I consider Brown Betty to be one of Cataract Canyon’s crown jewels. At high water, Brown Betty is nary a thin strip of beach, but at lower levels, she is ever so vast and glorious. You can’t help but feel enraptured at this beach because the energy there won’t allow you to be anything but.
On this lazy September afternoon, guides and guests bathed in the river while talking and laughing without a care in the world. We pulled our chairs down to the banks of the beach, setting them in the water so we could soak our feet in the cool Colorado as the sun shone brightly above us, sipping chilled beverages and swapping stories. Two of the guides were also on my previous trip, and we regaled the guests with our grand tale of running the Big Drops at 40,000 cubic feet per second (CFS), complete with nostalgic smiles and a contagious amount of stoke. At one point, I laughed so hard that I cried. It was the most perfect day. I could have lived in this moment forever.
When the sun set behind the canyon walls, our adventure for the day did not end. After some tunes around the campfire, we found ourselves fully submerged in darkness, and we set our gaze above us, taking full advantage of being in Canyonlands National Park—a Gold-Tier International Dark Sky Park—during a new moon. Our Trip Leader, Pete Lefebvre, showed us a whole storybook in the stars with his high-powered laser pointer, explaining not only the classic stories of the constellations but also what each one represents to various Native American tribes. I’ll fully admit that I knew all of three constellations I could point out in the night sky before setting out on this celestial Colorado River adventure. Now, I could also point out Delphinus, Sagittarius, and Cassiopeia, amongst others. As educational as it was fun, our star talk with Pete ended up being a flawless way to end our day at Brown Betty Beach.

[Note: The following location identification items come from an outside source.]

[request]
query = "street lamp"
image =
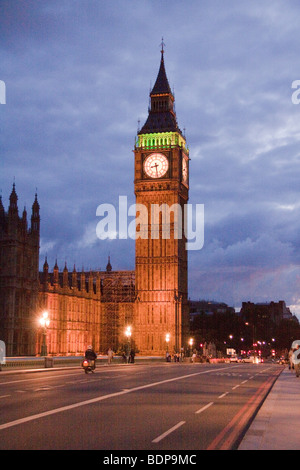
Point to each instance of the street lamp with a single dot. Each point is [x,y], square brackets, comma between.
[167,340]
[44,322]
[128,334]
[191,342]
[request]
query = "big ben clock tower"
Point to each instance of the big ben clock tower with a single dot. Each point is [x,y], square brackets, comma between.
[161,188]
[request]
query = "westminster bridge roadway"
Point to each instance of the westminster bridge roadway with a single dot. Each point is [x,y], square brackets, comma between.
[167,406]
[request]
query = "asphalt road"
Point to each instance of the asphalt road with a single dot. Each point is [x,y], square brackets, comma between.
[132,407]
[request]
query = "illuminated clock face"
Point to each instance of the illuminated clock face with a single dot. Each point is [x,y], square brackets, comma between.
[156,165]
[184,170]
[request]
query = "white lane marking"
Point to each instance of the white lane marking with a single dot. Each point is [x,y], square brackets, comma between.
[237,386]
[98,399]
[204,408]
[162,436]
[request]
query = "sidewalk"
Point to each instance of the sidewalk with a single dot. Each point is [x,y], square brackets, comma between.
[277,424]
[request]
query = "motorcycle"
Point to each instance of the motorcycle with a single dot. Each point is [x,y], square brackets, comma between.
[88,366]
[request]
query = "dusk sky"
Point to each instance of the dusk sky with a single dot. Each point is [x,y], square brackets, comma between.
[78,75]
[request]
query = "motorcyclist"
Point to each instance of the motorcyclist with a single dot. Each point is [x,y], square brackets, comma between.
[91,356]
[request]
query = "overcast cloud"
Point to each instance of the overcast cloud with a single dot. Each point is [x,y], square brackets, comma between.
[77,77]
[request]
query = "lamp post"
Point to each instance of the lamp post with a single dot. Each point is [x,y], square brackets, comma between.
[128,334]
[44,322]
[167,341]
[191,342]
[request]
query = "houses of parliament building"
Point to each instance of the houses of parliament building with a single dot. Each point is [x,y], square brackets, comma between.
[95,307]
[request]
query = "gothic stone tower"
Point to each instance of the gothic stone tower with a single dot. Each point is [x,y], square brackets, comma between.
[19,277]
[161,185]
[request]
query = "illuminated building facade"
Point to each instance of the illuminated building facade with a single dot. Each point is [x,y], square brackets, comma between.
[95,307]
[161,181]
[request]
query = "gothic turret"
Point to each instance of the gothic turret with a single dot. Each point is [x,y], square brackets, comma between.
[162,117]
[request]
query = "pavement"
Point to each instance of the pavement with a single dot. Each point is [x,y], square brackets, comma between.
[277,423]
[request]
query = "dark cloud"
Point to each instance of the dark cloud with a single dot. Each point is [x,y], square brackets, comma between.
[78,74]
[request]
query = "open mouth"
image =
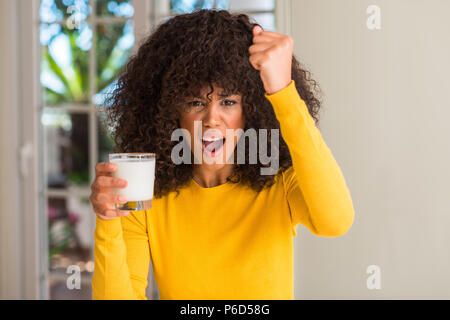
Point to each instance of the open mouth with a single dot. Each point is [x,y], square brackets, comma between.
[212,147]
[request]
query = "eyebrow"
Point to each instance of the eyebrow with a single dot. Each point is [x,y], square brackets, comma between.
[222,95]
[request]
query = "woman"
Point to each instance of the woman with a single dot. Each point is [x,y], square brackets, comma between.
[215,230]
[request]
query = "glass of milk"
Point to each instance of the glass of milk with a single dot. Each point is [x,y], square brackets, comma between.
[138,169]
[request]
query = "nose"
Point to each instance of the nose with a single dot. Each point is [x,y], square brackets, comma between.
[212,116]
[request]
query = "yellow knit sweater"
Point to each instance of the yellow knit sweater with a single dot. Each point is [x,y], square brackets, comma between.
[228,241]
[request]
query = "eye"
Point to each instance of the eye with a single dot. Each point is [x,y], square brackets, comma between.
[195,103]
[229,102]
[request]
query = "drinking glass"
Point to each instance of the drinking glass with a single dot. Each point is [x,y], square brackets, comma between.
[138,169]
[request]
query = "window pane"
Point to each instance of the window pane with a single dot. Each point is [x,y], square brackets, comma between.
[64,63]
[67,146]
[72,11]
[114,43]
[70,246]
[252,5]
[117,8]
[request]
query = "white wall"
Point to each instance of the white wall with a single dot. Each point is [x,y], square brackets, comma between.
[385,117]
[10,228]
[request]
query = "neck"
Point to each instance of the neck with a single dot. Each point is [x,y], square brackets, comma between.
[208,178]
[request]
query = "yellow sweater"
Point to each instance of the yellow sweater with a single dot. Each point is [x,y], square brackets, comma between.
[228,242]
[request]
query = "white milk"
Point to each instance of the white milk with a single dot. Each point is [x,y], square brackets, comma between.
[140,176]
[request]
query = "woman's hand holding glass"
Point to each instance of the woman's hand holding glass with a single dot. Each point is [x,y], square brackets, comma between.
[102,197]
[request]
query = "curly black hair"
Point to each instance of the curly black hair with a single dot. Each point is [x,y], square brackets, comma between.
[179,57]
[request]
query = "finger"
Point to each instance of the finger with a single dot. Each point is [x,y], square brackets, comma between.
[258,59]
[108,198]
[254,48]
[103,168]
[262,39]
[110,182]
[108,213]
[271,34]
[111,216]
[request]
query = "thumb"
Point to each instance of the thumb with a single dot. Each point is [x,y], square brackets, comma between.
[257,30]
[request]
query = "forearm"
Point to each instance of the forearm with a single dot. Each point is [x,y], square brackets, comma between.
[111,279]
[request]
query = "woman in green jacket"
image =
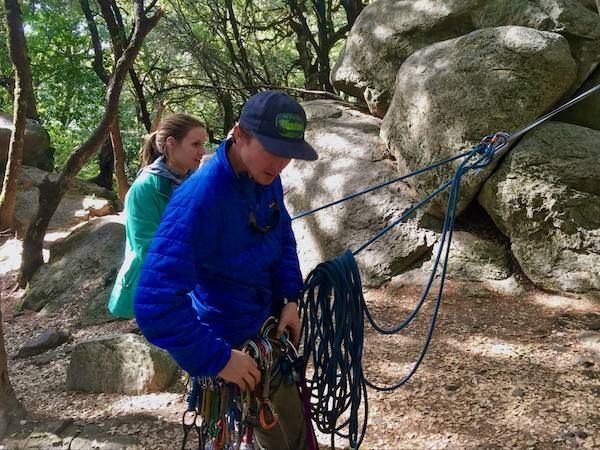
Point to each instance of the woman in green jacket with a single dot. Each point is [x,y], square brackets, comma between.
[169,156]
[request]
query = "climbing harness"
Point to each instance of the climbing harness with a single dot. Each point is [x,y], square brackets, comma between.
[334,310]
[224,418]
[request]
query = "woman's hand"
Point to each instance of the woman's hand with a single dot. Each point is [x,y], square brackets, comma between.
[290,320]
[242,370]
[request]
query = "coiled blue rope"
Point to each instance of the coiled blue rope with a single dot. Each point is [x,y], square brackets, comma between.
[334,310]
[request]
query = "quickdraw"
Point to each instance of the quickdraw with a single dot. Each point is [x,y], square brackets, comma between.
[223,417]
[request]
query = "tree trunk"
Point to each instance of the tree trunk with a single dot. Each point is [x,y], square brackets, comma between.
[23,92]
[52,192]
[106,164]
[228,114]
[160,108]
[354,7]
[119,160]
[10,407]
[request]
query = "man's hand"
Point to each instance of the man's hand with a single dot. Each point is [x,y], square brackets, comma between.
[290,320]
[242,370]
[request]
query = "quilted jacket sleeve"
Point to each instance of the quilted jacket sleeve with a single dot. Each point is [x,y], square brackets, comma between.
[285,273]
[163,307]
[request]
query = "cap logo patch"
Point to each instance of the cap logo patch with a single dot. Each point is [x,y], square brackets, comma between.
[290,125]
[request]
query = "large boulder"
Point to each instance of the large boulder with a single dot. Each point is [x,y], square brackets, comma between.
[81,201]
[545,197]
[82,268]
[473,258]
[351,157]
[387,32]
[36,152]
[452,93]
[587,112]
[122,363]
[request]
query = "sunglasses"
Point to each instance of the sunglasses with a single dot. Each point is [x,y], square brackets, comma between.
[271,223]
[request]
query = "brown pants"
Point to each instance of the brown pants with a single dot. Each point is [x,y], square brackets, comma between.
[290,431]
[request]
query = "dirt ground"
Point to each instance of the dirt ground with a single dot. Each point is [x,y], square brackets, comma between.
[501,372]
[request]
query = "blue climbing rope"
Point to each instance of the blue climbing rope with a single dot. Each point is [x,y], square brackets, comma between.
[334,312]
[334,309]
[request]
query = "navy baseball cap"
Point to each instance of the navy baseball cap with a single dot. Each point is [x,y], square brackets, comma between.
[278,122]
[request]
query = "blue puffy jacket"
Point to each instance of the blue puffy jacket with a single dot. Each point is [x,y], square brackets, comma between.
[210,279]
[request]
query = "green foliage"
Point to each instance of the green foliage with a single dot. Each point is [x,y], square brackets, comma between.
[205,58]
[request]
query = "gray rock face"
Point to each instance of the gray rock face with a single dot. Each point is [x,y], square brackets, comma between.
[351,157]
[546,198]
[81,268]
[36,153]
[82,201]
[46,341]
[587,112]
[387,32]
[452,93]
[124,363]
[473,258]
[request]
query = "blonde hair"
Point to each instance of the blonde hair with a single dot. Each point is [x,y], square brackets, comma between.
[177,125]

In the twilight of the morning came the familiar, “Coffeeeee!” It was rapid day, and a giddiness overtook the group. We saddled up and set out to take on the bucking broncos of Cataract Canyon. Another lunch came and went, another hike, another night singing around the campfire, yet another day of wrangling whitewater broncos. Our final night on the river had arrived, and we found our home at Clearwater Canyon. A beautiful, fairytale-like canyon beginning to come back to life after long being buried by Lake Powell, Clearwater is full of moon flowers, canyon tree frogs, and trickling spring water. Wandering between her walls, you can’t help but think about how it could all disappear beneath a silty lake bed once again. After a short nap in the cool shade of an overhang covered in budding stalactites, I returned to camp with a newfound appreciation for how nature can reclaim itself after negligent human interference.
After dinner, we gathered around the fire for our final night of music on the river. At one point, I wandered down the beach, far away from the group. There, standing in the inky blackness of the night, I realized the canyon was singing. Echoing back from the mouth of Clearwater was the sound of the guides and their instruments. It was one of the most haunting and enchanting things I’d ever heard, these songs from the deep. As enticing as this other-worldly voice was, I decided to make my way back to the warmth of the fire.
One by one, guests retired to their tents, and I once again found myself sitting on the beach in solitude as I had done five months prior at Ten Cent camp. I settled into the comfort of the night and gazed in wonder at the vibrant Milky Way above me, trying to absorb as much of the river’s energy as I could to take back to the rim world the next day. I couldn’t think of it as returning home. I was home. As I sat in the sand, I tuned in to the sounds of the river, the crickets, the wind…a veritable symphony. I closed my eyes and let the symphony swirl around me. “I am home.”